Top 200 @Mentions and #Hashtags used in tweets from 2017 Altmetric.com dump as Word Cloud using Python

A follow up to the Twitter profile description word cloud… I’ve created a hashtag word cloud from the 19.2 million hashtags used in the tweets collected by Altmetric.com

Top 200 Hashtags used in tweets collected by Altmetric.com
Top 200 @Mentions used in tweets collected by Altmetric.com

The Python code is VERY similar to the profile description word cloud code, however we have to turn off the ‘collocations’ option in the WordCloud module options to make it work as we expect.

#!/usr/bin/env python3
# -*- coding: utf-8 -*-
"""
Created on Sun Feb 10 16:19:56 2019

@author: tdbowman
"""
import io
import csv
import numpy as np
from wordcloud import WordCloud, STOPWORDS
from os import path
from PIL import Image


# current directory
currdir = path.dirname(__file__)

# from https://github.com/nikhilkumarsingh/wordcloud-example/blob/master/mywc.py
def create_wordcloud(text):

    # use cloud.png as mask for word cloud
    mask = np.array(Image.open(path.join(currdir, "cloud.png")))
    # create set of stopwords	
    #stop_words = list(STOPWORDS)
    
    # create wordcloud object
    wc = WordCloud(collocations=False,
                   background_color="white",
                   max_words=200, 
                   mask=mask,
                   width=1334,
                   height=945)
    	
    # generate wordcloud
    wc.generate(text)
    # save wordcloud
    wc.to_file(path.join(currdir, "wc_hashtags.png"))
    
if __name__ == "__main__":

    # Grab text from file and convert to list
    your_list = []
    with io.open('hashtags.csv', 'r', encoding='utf-8') as f:
        reader = csv.reader(x.replace('\0', '') for x in f)
        your_list = ','.join([i[0] for i in reader])    
    
    # generate wordcloud
    create_wordcloud(your_list)

Twitter Profile Descriptions Word Cloud from 2017 Altmetric.com Dump using Python 3

Just a quick post to display a word cloud I created as a demo for my Adv Programming students using the Python WordCloud module.

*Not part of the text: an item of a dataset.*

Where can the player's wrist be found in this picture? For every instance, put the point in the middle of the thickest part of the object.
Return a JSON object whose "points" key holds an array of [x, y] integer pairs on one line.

I was surprised to find that “Founder” was the top occurring word in the profile descriptions. What does this tell us?

I first had to write a PHP script to grab all the tweet objects from Twitter Search API that were captured by Altmetric.com. I then stored all the unique author profiles in a separate table from the tweets, which gave me approximately 3.4 million unique Twitter users who tweeted about science as captured by Altmetric.com. Of these 3.4 million, there were approximately 2.8 million users who had some characters in their Twitter profile description field.

To return results from the description found in my MySQL table of author profiles, I used the following query because I wanted to remove hard returns and tabs from the profile descriptions.

SELECT REPLACE(REPLACE(REPLACE(TRIM(`description`), '\r', ' '), '\n', ' '), '\t', ' ') 
FROM `profiles` 
WHERE TRIM(`description`)!='';

Next, we have the actual Python 3 code I used to create the WordCloud from the 2.8 million user descriptions. You’ll note I added a few extra terms to the STOPWORDS list because I ran this multiple times and found these terms that I wanted to remove from the final version.

#!/usr/bin/env python3
# -*- coding: utf-8 -*-
"""
Created on Sun Feb 10 16:19:56 2019
@author: tdbowman
"""
import io
import csv
import numpy as np
from wordcloud import WordCloud, STOPWORDS
from os import path
from PIL import Image


# current directory
currdir = path.dirname(__file__)

# from https://github.com/nikhilkumarsingh/wordcloud-example/blob/master/mywc.py
def create_wordcloud(text):

    # use cloud.png as mask for word cloud
    mask = np.array(Image.open(path.join(currdir, "cloud.png")))
    # create set of stopwords	
    stop_words = ["https", "co", "RT", "del", "http", 
                  "tweet", "tweets", "twitter", "en", "el", "us", "et",
                  "lo", "will", "ex", "de", "la", "rts"] + list(STOPWORDS)
    
    # create wordcloud object
    wc = WordCloud(background_color="white",
    					max_words=200, 
    					mask=mask,
    	               	stopwords=stop_words)
    	
    # generate wordcloud
    wc.generate(text)
    # save wordcloud
    wc.to_file(path.join(currdir, "wc.png"))
    
if __name__ == "__main__":

    # Grab text from file and convert to list
    your_list = []
    with io.open('all_descriptions.csv', 'r', encoding='utf-8') as f:
        reader = csv.reader(x.replace('\0', '') for x in f)
        your_list = ','.join([i[0] for i in reader])    
    
    # generate wordcloud
    create_wordcloud(your_list)

It could use some cleanup and the image could be higher resolution, but it’s a good example for the students how to utilize Python to create a word cloud.